Mixed-race faces appeal more: study

University of Otago research shows mixed-race faces are considered more attractive than the...
University of Otago research shows mixed-race faces are considered more attractive than the individual Caucasian and Chinese faces they are comprised of Photos supplied.
University of Otago's Prof Jamin Halberstadt. Photo by Gregor Richardson.
University of Otago's Prof Jamin Halberstadt. Photo by Gregor Richardson.

People of mixed-race are more attractive, unless those judging are thinking about what racial group the person belongs to, University of Otago research shows.

The research by Prof Jamin Halberstadt of the department of psychology and Prof Piotr Winkielman from the University of California, San Diego, used blended faces made up of two individuals, one Chinese and one Caucasian.

The research found participants preferred mixed-race faces to single-race faces.
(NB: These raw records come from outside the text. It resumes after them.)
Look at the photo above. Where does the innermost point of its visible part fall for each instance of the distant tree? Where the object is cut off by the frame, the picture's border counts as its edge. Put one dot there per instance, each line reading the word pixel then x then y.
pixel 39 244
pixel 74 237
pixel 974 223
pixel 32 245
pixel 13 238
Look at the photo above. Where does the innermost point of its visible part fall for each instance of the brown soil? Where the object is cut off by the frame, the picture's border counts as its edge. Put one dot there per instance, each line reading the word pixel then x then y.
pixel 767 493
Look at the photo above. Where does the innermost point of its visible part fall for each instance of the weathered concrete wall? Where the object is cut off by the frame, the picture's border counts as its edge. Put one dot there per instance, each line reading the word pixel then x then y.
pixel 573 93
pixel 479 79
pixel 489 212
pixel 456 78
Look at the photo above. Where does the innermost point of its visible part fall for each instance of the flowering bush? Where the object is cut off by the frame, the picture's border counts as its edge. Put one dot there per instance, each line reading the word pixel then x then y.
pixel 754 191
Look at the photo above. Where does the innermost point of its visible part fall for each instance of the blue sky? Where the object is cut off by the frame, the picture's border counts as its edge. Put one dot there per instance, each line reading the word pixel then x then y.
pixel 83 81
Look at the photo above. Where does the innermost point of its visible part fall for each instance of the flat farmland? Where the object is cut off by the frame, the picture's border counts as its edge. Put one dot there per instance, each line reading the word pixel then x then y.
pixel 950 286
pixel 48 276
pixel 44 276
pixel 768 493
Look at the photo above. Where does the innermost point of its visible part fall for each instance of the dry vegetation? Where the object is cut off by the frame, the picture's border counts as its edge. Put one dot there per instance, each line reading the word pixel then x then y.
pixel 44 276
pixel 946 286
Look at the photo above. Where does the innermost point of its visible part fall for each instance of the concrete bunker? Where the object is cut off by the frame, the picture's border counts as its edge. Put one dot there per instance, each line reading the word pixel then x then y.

However, this changed for those who had to first decide if a face was Chinese or Caucasian, those participants judging mixed-race faces to be relatively unattractive.

In a parallel experiment the researchers used electromyography (EMG) to measure facial expressions and found people were less inclined to smile at the faces presented to them if they had to categorise them first.

The research comes after previous research showed blended faces, regardless of race, were usually found to be more attractive than the original faces that went into the blend.

''This blending effect is especially evident for cross-race blends, so if you take two people of different races and blend them together then you get a face that is more attractive than the originals,'' Prof Halberstadt said.

The findings did not indicate people were subconsciously racist and instead revealed something that was ''endemic to the way people process information'', Prof Halberstadt said.

''I do think people are subconsciously racist, but I don't think that's what is going on here,'' he said.

''Our idea was that these effects might be explainable by 'processing fluency' - how easy it is to perceive, process and categorise something.''

People preferred blended faces because they more closely fitted a person's general idea of what a face should look like based on the ''population of faces'' they had been exposed to.

''When you think of multiracial individuals as examples of humans they are more appealing because they better capture your overall experience of life.''

But when people were thinking of the blended faces as examples of racial groups their ambiguity ''pulls down their appeal'' because they were difficult to categorise.